The US forest service has approved a new and controversial forest management plan

 
Published: Sunday 30 November 1997

-- (Credit: Soumen Bhowmick) even as commercial logging is taking a high toll of usa 's national forests, the us forest service has approved a new management plan for the great Tongass national forest in southeast Alaska. The plan awaits the approval of the agriculture secretary Dan Glickman. The plan would allow more logging than required by either the current state of demand for timber products, or the long-term economic health of southeastern Alaska. It is almost as if the forest department -- in setting the maximum logging levels -- is trying to entice back the timber industry that has only recently departed from the region and of which the forest is well rid.

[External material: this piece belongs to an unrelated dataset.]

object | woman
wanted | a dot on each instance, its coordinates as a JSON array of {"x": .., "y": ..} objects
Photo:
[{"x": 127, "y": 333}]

The national forests that once seemed a limitless resource are now dwindling. Commercial logging, especially in pristine forests, needs to become the exception, not the rule. Unfortunately, the us Congress -- and to a lesser extent the administration -- continue to follow policies pointing in the opposite direction. Under the guise of balance and sustainability, they are responsible for appeasing the destruction of forests. Only the pace has slowed. And that is inadequate.

Officials defend the plan by saying that it is based on better science and is more protective of the forest than the earlier policies. The plan would, however, do unnecessary and irreparable environmental harm.

The us Congress seems well on the way to pass the legislation, short-circuiting the normal procedures and ordering the adoption of another management plan for three forests in northern California. The president is also expected to approve the plan. It would permit a significant amount of logging. Its virtue from the politicians' standpoint is that it was put forward as a consensus proposal by a group representing industry and -- supposedly -- environmentalists in the affected region. Supporters tout it as a possible model for a new approach to forest management. Local consensus becomes the key in this. But these are national, not local forests. While local views need to be taken into account, they need to be managed as other than adjuncts to local economies. The model appeals to those who would shift political power from the federal to the local level. But in this case, it might be wrong.

It is to be noted that the Congress came within a whisker, a vote or two in either house, of cutting funds for further construction of roads in the forests this year. The road building programme is doubly objectionable. It would amount to a subsidy to the industry that simultaneously opens up and allows itself to enter parts of the forests previously inaccessible. But now, instead of a cut in these funds, the interior department's appropriations bill is said to contain a provision that will lead to an expansion of the road-building programme in that it removes a previous cap. Particularly in the House of Representatives, the administration failed to limit these funds as it should have done. A greater effort on its part would have resulted in the vote coming come out the other way.

Debate about whether the president should approve or veto the proposal continued within the administration last week. With the issue of cuts in government expenditure assuming prominence in the us in the last year of so, there is hardly a better reason to reject the proposed plan. There has been an effort in the Senate to rewrite the forest management law in a way that would lead to a larger cut each year. The chances that the bill sponsored by senator Larry Craig will make it all the way are slim. What is needed instead is a tightening of the law in the opposite direction.